High Court Rules on EU Funding Clawback Limits in Riverside Park Ltd Case

Citation: [2023] EWHC 2937 (Admin)
Judgment on


In the High Court of Justice case “Riverside Park Ltd v Secretary of State for Levelling Up, Housing and Communities,” the key topics encompass EU funding clawback rules, the discretionary powers of domestic authorities in clawback matters, and the principles of EU regulation continuity post-Brexit. Justice Fordham J examines the interplay between EU law and national agreements, the duty to adhere to previously established policies, and the administration of justice in relation to clawback provisions.

Key Facts

Riverside Park Ltd received EU funding for an office building project with a 20-year economic lifespan under the ERDF. Due to a proposed shift from office use to housing, which was not part of the initial funding agreement, the Department considered clawing back some of the funds. The key legal questions involved the interpretation of EU law on fund retention, the contractual clawback provision validity, and whether the refusal to provide relief from clawback was lawful.

EU Clawback Provisions vs. Domestic Clawback Provisions

The judgment scrutinized whether UK authorities are entitled to exercise domestic clawback provisions that exceeded the five-year period stipulated by EU Regulations 1260/1999 and 1083/2006, which formed part of UK law. The principles from the CJEU cases “Ancona,” “Järvelaev,” and “Achilleion” were invoked, establishing that EU law “exclusively determines” the conditions for retaining EU funding and precludes national legislation and practices that impose additional durability constraints.

Policy Adherence and Decision-Making Discretion

The ruling underscored the importance of adhering to established internal policies when making discretionary decisions, referencing the “Lumba” and “Mandalia” principles. It considered whether the May 2011 policy decision required ongoing consideration, and whether the Department’s divergence from this position in the 2022 Decisions was justified.

Method of Calculating Clawback Quantum

The judgment also addressed the legality of using a ‘Straight-Line Method’ for determining clawback amounts, weighing its reasonableness against alternative methods like the ‘sum of the years digits method’, considering asset depreciation and the purpose of the grant funding.


EU-Legality Issue

The court found the Department’s interpretation of the EU Regulations as allowing for a longer national clawback period than specified by EU law to be incorrect, thus rendering the UK’s 20-year clawback provision unenforceable against Riverside.

Delay Issue

Fordham J rejected the Department’s argument that Riverside was out of time for challenging the clawback provision, upholding the principle that legal validity can be contested when enforceability of the provision is actually at issue.

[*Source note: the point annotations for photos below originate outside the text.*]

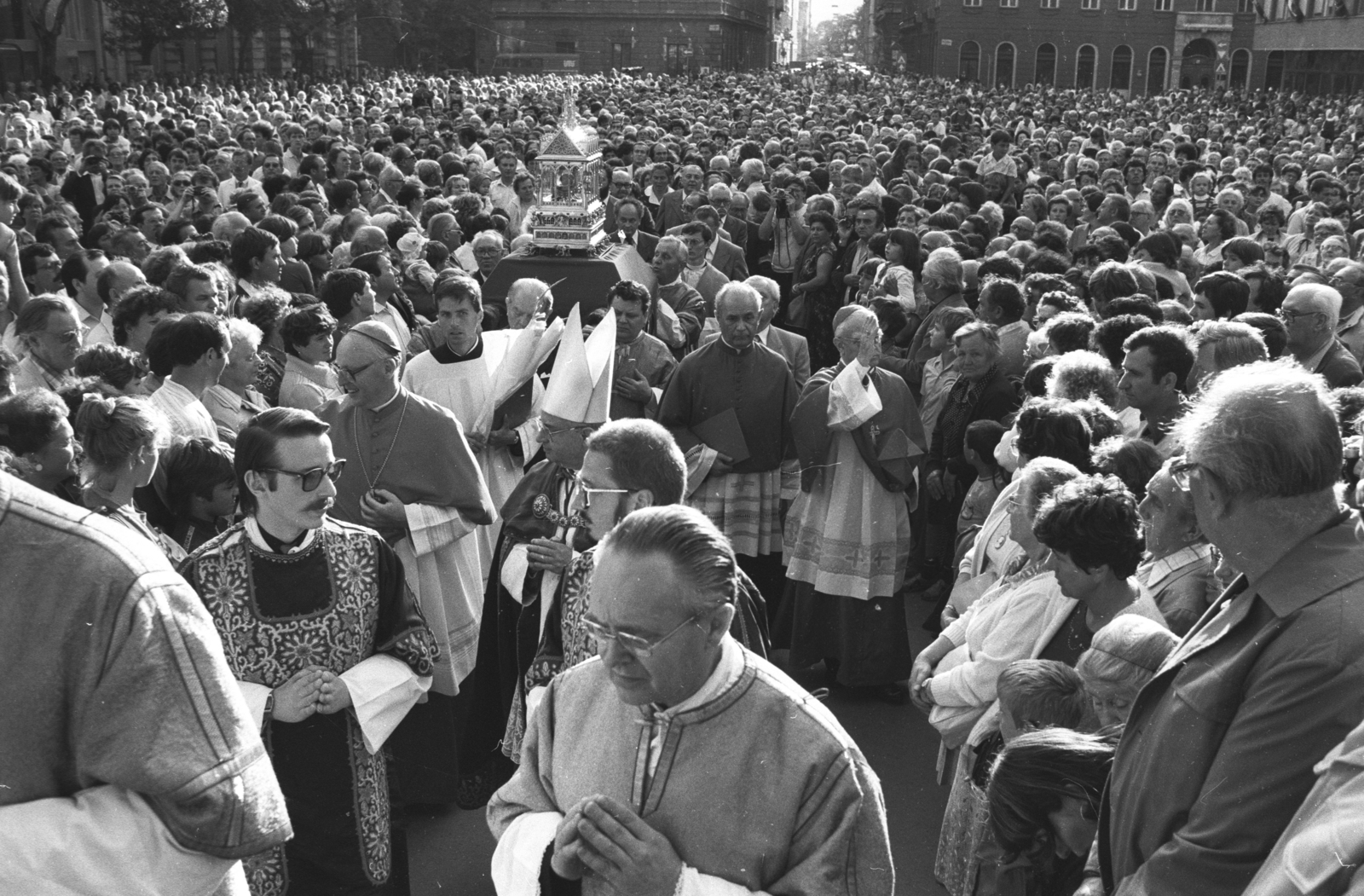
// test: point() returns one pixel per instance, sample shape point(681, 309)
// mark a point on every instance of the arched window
point(1120, 74)
point(968, 66)
point(1274, 70)
point(1156, 64)
point(1045, 70)
point(1240, 68)
point(1084, 64)
point(1004, 66)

Unreasonableness in Refusal of Relief Issue

While the potential unreasonableness of the refusal to provide relief from clawback due to inconsistent policy application and fettering of discretion were contemplated, these points were found not determinative due to the case’s resolution on other grounds.

Straight-Line Method Issue

The court deemed the use of the ‘Straight-Line Method’ a matter of evaluative judgment within the Department’s reasoned discretion, supporting its use for calculating partial clawback.


The “Riverside Park Ltd v Secretary of State” case represents a critical examination of how domestic legal provisions correlate with EU law requirements, the boundaries of discretionary powers in executing contracts, and the adherence to both express and implied internal policies. The judgment reinforces the principle that EU Regulations have primacy over national provisions which are deemed incompatible, and it underscores the procedural importance of reasonably engaging with established policies. The case offers significant guidance on the continued application of EU law in UK after Brexit, and the potential pitfalls of ignoring internal policies when making administrative decisions.